Friday, July 14, 2006

You're a Doctor - You Should Know

Category: General

It's approximately one month after your very first year of medical school. The overwhelmingness of it all has eased just slightly. You've been through the glorious white coat ceremony. You're feeling a little less uncomfortable in your new surroundings. You've probably survived the first set of exams.

And then the phone call comes. It's Mom (or some variation of), who chats pleasantly and appropriately and ends the conversation with "Oh yes, by the way, your Aunt Virginia (or some variation of) is here and would like to say hello." You groan inwardly and wait patiently for Aunt Virginia to come to the phone. After just a very few seconds of introductory pleasantries, the conversation shifts to something like this.

Aunt Virginia: Honey, I've been having these headaches for about a month now. I've never had a headache before. What do you think they are?
Student: Um, well. There's a lot of things it could be, I guess.
Aunt Virginia: Like what? Do you think it's a tumor?
Student (helplessly): I can't just say whether or not it's a tumor. It could be lots of things.
Aunt Virginia: Like what? Do you think my brain is swelling? It is migraine headaches? After all these years?
Student (exasperated): I really don't know.
Aunt Virginia: Well, why not? You're in medical school! You're a doctor, aren't you?

Yes, friends and neighbors, right as you juuuuussst start getting used to everything, these types of phone calls and conversations come, initiated mostly by friends and relatives who don't quite understand that they still know just about as much about medicine as you do, and maybe more. They can't fathom it. Five seconds after your first classes on your first day, you're supposed to know it all.

So how do you handle such encounters? My first response is/was usually rather curt, but I tried to keep it polite. If the same person did the same thing to me again, I usually got pretty rude.
"I'm not a doctor, yet," I'd snap. "You need to be talking to your doctor about this, anyway." I know it sounds terrible, but enough is enough. Nowadays, as a fourth year, I don't have to do that as much, because I know slightly more about what the heck I'm talking about, but it still doesn't cease to annoy me.
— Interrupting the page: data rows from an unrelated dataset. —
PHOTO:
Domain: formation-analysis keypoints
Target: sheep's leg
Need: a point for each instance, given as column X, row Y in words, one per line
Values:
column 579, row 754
Take heed, fellow doctors-to-be: Patients, friends, and relatives generally sort of gape and act confused and can't understand when you say, "I don't know." And many times, "I don't know" is the most honest and appropriate answer you can give.

1 Comments:

Blogger Vitum Medicinus said...

Undoubtedly EVERY medical student has been through this.

The best ones are the people who present their medical complaints to you when you're still in pre-med.

You could be doing a mathematics major for your pre-med and they'd still ask why their stomach is hurting.

No matter how many times I explained back then that "I'm not even in medical school yet!" the questions never ceased. Now I don't even have that excuse.

We were given a pretty stern warning right off the bat to not give medical advice, by the way. They told us some story about a doctor who checked out a mole on his neighbour's arm over the fence between their yards and said "Oh yeah, that's fine." Of course, it eventually became cancer and killed the poor guy...who never went to get it looked at no matter how big it grew because "the doctor said it is fine." The family won the lawsuit.